C’est dans une atmosphère de profonde émotion et de recueillement national que le Mali a fait ses derniers adieux, ce jeudi 30 avril, au Général de corps d’armée Sadio Camara.
Le ministre de la Défense et des Anciens combattants, pilier central de la transition, a été honoré à travers des obsèques nationales dignes de nom, après avoir succombé à ses blessures suite à l’attaque terroriste d’une rare violence ayant visé sa résidence à Kati le week-end dernier.
Le monument de la place d’armes de Genie militaire de Kati n’avait jamais paru aussi solennel. Autour de la dépouille du Général Sadio Camara, drapée dans les couleurs nationales (Vert, Jaune, Rouge), se trouvait l’ensemble du sommet de l’État, avec à sa tête le Général Assimi Goïta, président de la transition.

Le visage marqué, le Chef de l’État a salué la mémoire d’un « frère d’armes exemplaire » et d’un « stratège infatigable » qui aura consacré sa vie à la souveraineté retrouvée du Mali.
L’attaque qui a coûté la vie au Général Camara s’est produite dans la nuit de samedi à dimanche. Des groupes armés terroristes ont mené une incursion audacieuse contre son domicile privé dans la garnison de Kati, pourtant réputée être le cœur sécurisé du pouvoir. Malgré une riposte héroïque de sa garde rapprochée, le haut gradé a été mortellement touché.
Sadio Camara n’était pas seulement un ministre ; il était considéré comme l’un des principaux architectes de la montée en puissance des Forces Armées Maliennes (FAMA) et le grand artisan de la diversification des partenariats militaires du pays, notamment avec la Russie.

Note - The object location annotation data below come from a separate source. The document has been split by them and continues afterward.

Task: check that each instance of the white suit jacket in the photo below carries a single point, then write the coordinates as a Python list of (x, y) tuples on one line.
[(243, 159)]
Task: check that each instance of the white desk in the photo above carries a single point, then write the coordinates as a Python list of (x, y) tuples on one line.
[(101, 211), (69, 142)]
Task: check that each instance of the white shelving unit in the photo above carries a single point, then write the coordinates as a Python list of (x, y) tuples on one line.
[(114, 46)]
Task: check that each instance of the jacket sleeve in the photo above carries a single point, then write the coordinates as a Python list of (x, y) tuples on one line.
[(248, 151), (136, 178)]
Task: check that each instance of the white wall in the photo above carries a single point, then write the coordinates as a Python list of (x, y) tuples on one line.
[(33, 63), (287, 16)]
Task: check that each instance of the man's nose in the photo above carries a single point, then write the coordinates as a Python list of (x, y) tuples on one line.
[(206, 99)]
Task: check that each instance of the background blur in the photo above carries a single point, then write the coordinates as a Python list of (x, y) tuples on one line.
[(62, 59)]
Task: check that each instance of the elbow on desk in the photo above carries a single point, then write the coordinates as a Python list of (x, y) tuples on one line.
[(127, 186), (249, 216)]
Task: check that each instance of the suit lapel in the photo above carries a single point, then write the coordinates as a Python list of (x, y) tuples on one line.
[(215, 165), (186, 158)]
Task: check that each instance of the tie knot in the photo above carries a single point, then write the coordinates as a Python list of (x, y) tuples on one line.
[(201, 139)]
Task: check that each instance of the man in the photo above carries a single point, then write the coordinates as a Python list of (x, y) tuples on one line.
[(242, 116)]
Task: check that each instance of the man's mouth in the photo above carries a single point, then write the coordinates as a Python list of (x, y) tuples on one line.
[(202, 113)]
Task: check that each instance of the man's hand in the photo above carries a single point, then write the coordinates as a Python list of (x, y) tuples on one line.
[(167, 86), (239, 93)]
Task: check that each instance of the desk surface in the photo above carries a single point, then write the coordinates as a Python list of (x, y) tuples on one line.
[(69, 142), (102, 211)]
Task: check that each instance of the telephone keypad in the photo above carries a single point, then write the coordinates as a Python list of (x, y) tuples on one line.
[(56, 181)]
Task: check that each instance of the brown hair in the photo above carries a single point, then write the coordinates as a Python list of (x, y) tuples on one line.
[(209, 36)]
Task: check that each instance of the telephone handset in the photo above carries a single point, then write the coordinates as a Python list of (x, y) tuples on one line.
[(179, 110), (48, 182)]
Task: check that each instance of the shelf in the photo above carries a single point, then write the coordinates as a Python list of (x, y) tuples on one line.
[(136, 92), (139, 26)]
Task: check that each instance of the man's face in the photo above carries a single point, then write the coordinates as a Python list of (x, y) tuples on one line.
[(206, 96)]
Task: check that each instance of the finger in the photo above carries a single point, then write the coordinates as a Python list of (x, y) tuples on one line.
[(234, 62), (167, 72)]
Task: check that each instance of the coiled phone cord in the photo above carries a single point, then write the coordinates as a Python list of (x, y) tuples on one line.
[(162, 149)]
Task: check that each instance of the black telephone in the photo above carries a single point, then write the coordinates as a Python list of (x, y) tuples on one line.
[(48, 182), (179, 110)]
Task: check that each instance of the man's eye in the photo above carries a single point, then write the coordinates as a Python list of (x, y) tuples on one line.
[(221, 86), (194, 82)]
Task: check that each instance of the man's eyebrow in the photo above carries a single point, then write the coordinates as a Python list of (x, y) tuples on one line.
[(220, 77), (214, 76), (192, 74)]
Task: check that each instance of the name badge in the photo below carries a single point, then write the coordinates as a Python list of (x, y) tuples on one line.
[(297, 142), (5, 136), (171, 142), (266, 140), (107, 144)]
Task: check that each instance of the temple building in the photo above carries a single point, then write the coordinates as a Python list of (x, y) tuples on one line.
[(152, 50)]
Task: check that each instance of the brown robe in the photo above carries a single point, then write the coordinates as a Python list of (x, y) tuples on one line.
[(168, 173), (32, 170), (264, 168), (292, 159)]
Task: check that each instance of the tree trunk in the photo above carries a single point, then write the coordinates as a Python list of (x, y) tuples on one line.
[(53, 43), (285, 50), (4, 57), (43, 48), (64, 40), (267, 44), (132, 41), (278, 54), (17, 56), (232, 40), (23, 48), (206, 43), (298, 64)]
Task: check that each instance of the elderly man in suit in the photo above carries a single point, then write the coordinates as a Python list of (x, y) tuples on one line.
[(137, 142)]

Lors de l’oraison funèbre, les témoignages se sont succédés pour souligner la rigueur et l’humilité de l’homme. « Il est tombé les armes à la main, là où il a commencé sa carrière, au Prytanée militaire de Kati. C’est un symbole de fidélité à ses racines et à son engagement », a déclaré un proche collaborateur, la voix brisée par l’émotion.
Dans les rues de Bamako, de nombreux citoyens ont suivi la cérémonie sur des écrans géants, arborant des portraits du défunt. Ce vibrant hommage national témoigne de la place prépondérante qu’occupait Sadio Camara dans le cœur des Maliens qui voyaient en lui l’espoir d’un retour définitif à la paix.
Quel avenir pour la transition ?

Si l’heure est au deuil, la question de l’après-Camara se pose déjà avec insistance. Sa disparition laisse un vide immense au sein de l’appareil sécuritaire et diplomatique de la transition. Toutefois, le gouvernement a réaffirmé sa détermination à poursuivre l’œuvre du défunt Général. « Sa mort ne nous fera pas reculer, elle renforce notre volonté de libérer chaque centimètre carré de notre territoire », a martelé le premier ministre, chef du gouvernement.

Le Général Sadio Camara repose désormais au cimetière de Kati, laissant derrière lui une armée en pleine mutation et un pays qui, malgré la douleur, semble plus que jamais déterminé à faire bloc contre la menace djihadiste.